B-but I never lied to you.” She couldn’t think straight. A buzzing had started up in her ears.

He nodded and dropped her hand. Then he barked out a laugh and looked up at the sky. “I thought as much.”

His voice was calm, but a familiar panic began to rise up through her body, and she grasped for anything she could say to defuse the situation.

She swallowed. “You called it off, Warren. Ryan has no bearing on anything.”

He continued his silence, staring at something just above her head. She was starting to feel dizzy; a band was tightening around her chest.

“Please, Warren, I’d like us to part as friends.”

Warren was shaking his head slowly, the universal sign of disappointment. “Sure. Whatever. You’re right. Forget it, I was being oversensitive. Jesus, look at the state of you, you’re freaking out!”

Her heart pounded; she couldn’t make it slow down.

“Come on now”—his voice was smooth and placating—“I don’t want us to part on bad terms. We’ve had a nice time, let’s not spoil it.

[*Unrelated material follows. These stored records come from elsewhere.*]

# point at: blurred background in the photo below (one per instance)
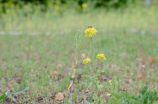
(37, 46)
(48, 16)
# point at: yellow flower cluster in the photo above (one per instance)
(90, 32)
(99, 56)
(86, 61)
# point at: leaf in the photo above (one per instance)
(139, 76)
(90, 99)
(83, 55)
(3, 96)
(19, 91)
(151, 59)
(12, 98)
(71, 83)
(108, 94)
(144, 90)
(99, 87)
(86, 76)
(59, 96)
(126, 89)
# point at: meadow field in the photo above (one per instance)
(41, 57)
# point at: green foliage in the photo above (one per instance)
(146, 97)
(9, 95)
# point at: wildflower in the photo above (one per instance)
(90, 31)
(86, 61)
(84, 5)
(101, 56)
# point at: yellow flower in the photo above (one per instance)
(86, 61)
(99, 56)
(90, 31)
(84, 5)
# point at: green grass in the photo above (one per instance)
(44, 62)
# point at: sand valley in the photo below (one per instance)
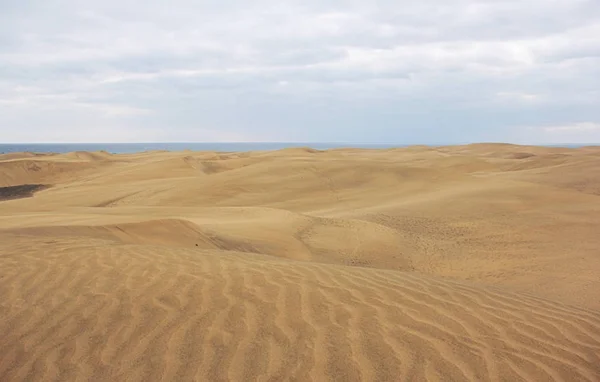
(477, 262)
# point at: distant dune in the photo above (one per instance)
(476, 262)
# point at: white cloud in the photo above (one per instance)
(305, 70)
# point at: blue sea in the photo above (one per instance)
(127, 148)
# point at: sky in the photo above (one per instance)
(378, 71)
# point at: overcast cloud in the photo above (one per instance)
(433, 71)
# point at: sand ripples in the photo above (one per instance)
(90, 310)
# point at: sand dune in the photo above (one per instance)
(475, 262)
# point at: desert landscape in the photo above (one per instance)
(459, 263)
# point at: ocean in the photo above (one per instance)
(127, 148)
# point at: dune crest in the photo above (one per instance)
(474, 262)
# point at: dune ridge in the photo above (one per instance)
(474, 262)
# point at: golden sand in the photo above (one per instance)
(478, 262)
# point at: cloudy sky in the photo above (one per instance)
(394, 71)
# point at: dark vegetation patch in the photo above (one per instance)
(20, 191)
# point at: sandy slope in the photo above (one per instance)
(474, 262)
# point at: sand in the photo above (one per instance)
(477, 262)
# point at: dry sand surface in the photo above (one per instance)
(478, 262)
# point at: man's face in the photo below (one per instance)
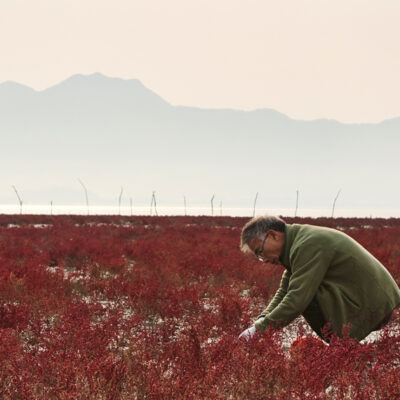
(269, 247)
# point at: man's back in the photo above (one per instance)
(348, 283)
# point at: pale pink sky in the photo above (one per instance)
(309, 59)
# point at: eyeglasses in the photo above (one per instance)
(259, 252)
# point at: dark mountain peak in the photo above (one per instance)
(10, 88)
(97, 86)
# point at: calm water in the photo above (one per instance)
(175, 210)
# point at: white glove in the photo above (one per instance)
(248, 334)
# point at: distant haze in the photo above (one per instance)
(306, 58)
(114, 133)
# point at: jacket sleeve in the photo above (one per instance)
(279, 295)
(309, 265)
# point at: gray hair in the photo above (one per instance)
(258, 227)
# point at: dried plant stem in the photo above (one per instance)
(86, 195)
(334, 202)
(19, 199)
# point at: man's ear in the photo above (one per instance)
(276, 235)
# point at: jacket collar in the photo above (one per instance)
(290, 235)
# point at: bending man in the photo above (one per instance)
(329, 278)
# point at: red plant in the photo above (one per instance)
(150, 308)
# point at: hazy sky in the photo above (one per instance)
(309, 59)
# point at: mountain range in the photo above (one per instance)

I’m sorry if I made you feel bad. I’m sorry. You’re sorry. It’s forgotten. Yeah?” He used his index finger beneath her chin to gently tilt her face up to his.

Fred used every ounce of her strength to force her face into a bright smile and make herself say, “Of course!”

Warren bent to kiss her cheek, and she just kept on smiling.

“Good,” he said, and then he let out a wistful sigh. “If only our timing was better. I could’ve fallen hard for you, Fredricka Hallow-Hart.” He kissed her other cheek. “Bye.”

“Bye,” she parroted.

He turned and walked into the pub, without a backward glance, and she tried to convince her knees that they wanted to hold her up. When the door swished shut behind him, she forced herself to move.

“Freddie?” someone called over from one of the benches. “Are you all right, love?”

Fred waved stiffly to them, her rictus smile still in place, and then she turned and ran.